How I Learned to Stop Worrying and Love AFAs

Skeptical Law Firm: Oh no… you want to talk about AFAs, again? We have clients who talk about AFAs all the time.

The Mad Clientist: I hate to break it to you: AFAs are not going away. Corporate counsel love the idea of AFAs—in 2013, spending under alternative fees rose to $13.1 billion, up 6.5% from 2012.

AFAs force law firms to be predictable in their billing, flexible in their approaches, and creative in the solutions they provide to clients.

Skeptical Law Firm: I hear you and agree, but like I said, we’ve had clients demand we use AFAs before. In the end, we couldn’t make it work for our firm and it didn’t really drive any new business.

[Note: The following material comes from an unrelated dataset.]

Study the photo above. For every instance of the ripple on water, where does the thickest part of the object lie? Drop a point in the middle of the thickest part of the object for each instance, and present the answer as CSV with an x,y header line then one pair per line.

The Mad Clientist: You’re playing defense. If you institute an AFA under pressure from the client, all you’ve done is conducted a rate negotiation under the guise of “using AFAs.” You’re reacting to the client’s demand, not establishing an arrangement on your terms. You need to be on offense.

Here's a game plan to get you started:

1.  Work smart

This is the time to find smarter ways to get the work done.

  • Delegate more.
  • Question the value every task brings in helping you achieve your goal. You can probably cut 15% to 20% of the work steps if you really needed to—and now you may need to.
  • Anticipate—and automate. While complex work is ideal, routine work is unavoidable…use this to your advantage. Prepare an online repository of commonly used forms and filings. Work with IT to find a solution for automatically filling the forms out. Prepare checklists to guide less experienced (read: cheaper) attorneys through routine processes.
  • Track EVERY cost. In the restaurant business, everything is accounted for in the final price of your meal: the food, the chef’s salary, the utility bills, the aprons. AFAs can be profitable, once you know the true cost of working on a matter.

2.  Understand current market pricing

What’s the going rate for your title and practice? What are clients willing to pay? Use industry benchmarks, billing benchmarks, understand what other firms charge and what similar companies pay to give you an objective measure of where a fair price lives.

3.  Craft your alternative fee with the client

Ask your client what the total cost they have in mind for a matter. I assure you, they have a number in their head (whether or not they share it with you is another issue). If they don’t have a number in mind, help them get to one. Start talking about what drives costs, possible scenarios which could impact budget, how you plan to staff a matter. You are setting your client’s expectations and building a stronger relationship. Clients report almost all discussions about AFAs are helpful, productive and drive a better outcome—and what’s good for your client is good for you. 

4.  Figure it out—fast

Sometimes the client jumps the gun and starts a conversation about AFAs before you can. You are forced to find the solution as you go. If your largest client demands an AFA, there’s a good argument for you to consider it lest you lose the client. The long-term relationship depends on your ability to adapt and deliver.

My final tip: Do it first. The next time you start talking about a new matter with a client, provide them with a billing structure tailored to meet their needs…not your rate table. Playing the offense puts you in the driver’s seat to craft an AFA to benefit the client—and your firm.

Skeptical Law Firm: Great plan, but…

The Mad Clientist: Let me stop you there, did I mention 22% of law firms report higher profits using AFAs?